These pulled chicken thigh tacos are full of flavor with ancho chili, cumin and cilantro. Add avocado and sour cream to serve, and perhaps offer Mexican rice on the side.
Author:Victoria Haneveer
Prep Time:15 mins
Cook Time:1 hour 15 mins
Total Time:1 hour 30 mins
Yield:41x
Category:Entree
Cuisine:Mexican
Ingredients
Scale
1 lb (225g) skinless, boneless chicken thighs
1 teaspoon ancho chili powder
1 teaspoon cumin
1 cup water
Sea salt, to taste
1 thinly sliced avocado
8 small flour tortillas
Cilantro leaves, for garnish
Sour cream, to serve
Olive oil, as needed
Instructions
Heat 2 tablespoons of oil in a cast iron pot and add the chicken thighs.
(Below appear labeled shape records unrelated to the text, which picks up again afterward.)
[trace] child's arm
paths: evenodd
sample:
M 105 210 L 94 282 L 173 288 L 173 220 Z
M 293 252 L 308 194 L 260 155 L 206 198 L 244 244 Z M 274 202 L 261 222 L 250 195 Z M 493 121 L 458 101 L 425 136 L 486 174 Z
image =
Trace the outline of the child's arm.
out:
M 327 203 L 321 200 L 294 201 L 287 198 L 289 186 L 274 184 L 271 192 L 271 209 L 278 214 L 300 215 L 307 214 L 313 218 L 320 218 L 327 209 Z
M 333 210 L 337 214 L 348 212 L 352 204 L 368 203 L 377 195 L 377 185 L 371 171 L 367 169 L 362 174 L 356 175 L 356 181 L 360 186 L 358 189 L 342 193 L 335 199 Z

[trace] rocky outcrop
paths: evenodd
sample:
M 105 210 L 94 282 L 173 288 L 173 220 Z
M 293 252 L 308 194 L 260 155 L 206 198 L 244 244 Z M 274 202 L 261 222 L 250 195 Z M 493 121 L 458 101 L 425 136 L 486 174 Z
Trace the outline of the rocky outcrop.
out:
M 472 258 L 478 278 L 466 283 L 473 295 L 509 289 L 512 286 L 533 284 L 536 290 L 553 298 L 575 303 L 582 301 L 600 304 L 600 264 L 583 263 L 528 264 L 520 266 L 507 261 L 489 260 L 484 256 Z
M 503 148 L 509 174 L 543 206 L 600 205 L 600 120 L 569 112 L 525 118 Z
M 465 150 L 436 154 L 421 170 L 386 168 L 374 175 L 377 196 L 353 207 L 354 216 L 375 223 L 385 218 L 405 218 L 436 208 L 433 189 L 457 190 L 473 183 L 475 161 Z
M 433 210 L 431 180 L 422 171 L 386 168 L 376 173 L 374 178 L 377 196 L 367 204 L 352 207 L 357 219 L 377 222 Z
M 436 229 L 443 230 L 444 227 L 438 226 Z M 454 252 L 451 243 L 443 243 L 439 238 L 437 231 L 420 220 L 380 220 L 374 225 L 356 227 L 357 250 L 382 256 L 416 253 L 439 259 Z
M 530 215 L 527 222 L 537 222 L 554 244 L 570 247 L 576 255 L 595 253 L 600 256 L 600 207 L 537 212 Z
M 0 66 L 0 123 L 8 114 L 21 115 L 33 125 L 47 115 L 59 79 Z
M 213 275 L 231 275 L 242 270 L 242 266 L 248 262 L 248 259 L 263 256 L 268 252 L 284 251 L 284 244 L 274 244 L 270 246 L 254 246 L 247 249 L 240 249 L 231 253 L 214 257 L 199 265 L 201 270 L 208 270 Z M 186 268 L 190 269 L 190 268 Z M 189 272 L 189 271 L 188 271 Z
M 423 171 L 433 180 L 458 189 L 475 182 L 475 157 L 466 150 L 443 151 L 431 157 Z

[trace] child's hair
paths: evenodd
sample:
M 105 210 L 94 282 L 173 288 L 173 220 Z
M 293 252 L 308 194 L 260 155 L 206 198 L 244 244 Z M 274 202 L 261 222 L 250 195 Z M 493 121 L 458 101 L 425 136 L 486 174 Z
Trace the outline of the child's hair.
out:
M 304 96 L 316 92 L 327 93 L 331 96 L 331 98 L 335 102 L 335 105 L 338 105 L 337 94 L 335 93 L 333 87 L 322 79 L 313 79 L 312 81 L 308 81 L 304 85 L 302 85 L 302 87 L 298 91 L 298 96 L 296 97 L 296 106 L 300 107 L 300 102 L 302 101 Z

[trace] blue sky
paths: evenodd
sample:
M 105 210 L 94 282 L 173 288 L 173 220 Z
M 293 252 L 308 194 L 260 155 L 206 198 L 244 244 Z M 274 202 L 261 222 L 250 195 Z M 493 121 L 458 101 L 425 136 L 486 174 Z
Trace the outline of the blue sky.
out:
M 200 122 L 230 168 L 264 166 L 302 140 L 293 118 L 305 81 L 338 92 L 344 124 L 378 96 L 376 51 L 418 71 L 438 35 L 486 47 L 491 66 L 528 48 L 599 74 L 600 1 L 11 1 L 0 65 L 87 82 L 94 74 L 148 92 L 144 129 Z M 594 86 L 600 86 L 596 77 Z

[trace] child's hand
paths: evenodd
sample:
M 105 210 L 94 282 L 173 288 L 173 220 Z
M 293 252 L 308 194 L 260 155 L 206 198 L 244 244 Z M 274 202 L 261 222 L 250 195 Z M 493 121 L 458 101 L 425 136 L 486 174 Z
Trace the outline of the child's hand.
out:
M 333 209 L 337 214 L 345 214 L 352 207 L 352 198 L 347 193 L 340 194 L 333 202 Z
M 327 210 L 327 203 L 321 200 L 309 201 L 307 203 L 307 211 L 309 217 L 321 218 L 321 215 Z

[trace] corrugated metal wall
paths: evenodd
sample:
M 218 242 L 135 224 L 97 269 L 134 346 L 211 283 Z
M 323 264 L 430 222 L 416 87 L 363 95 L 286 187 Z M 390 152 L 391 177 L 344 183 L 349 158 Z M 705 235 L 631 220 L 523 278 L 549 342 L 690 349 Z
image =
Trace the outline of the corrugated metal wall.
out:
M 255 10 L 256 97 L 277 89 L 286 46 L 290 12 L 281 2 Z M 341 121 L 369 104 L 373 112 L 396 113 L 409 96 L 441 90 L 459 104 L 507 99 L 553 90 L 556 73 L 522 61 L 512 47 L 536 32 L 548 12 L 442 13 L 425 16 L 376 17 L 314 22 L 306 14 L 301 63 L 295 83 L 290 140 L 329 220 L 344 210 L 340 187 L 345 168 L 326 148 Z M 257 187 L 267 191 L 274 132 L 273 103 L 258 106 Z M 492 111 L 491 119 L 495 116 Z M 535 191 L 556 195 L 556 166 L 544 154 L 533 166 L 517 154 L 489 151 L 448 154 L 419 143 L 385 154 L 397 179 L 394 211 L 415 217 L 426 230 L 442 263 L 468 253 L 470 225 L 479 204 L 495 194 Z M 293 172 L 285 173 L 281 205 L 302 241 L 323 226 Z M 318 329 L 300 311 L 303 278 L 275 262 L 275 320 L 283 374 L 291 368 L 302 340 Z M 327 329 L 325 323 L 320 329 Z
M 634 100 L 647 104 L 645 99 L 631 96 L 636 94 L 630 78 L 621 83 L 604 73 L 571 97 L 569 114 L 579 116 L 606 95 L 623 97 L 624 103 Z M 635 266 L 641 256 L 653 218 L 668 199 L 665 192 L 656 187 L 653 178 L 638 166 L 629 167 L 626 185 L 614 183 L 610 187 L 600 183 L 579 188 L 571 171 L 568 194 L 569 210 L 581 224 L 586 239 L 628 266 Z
Cook them for 2 minutes per side or until browned.
Add the chili powder, cumin and water.
Add salt to taste.
Bring the mixture to a simmer.
Cover and cook for an hour or until you can shred the chicken with 2 forks.
Shred all the chicken then put it back in the cooking liquid.
At this point you may refrigerate the chicken for 3 days before using, if you want.
Microwave the tortillas for 30 seconds or until soft.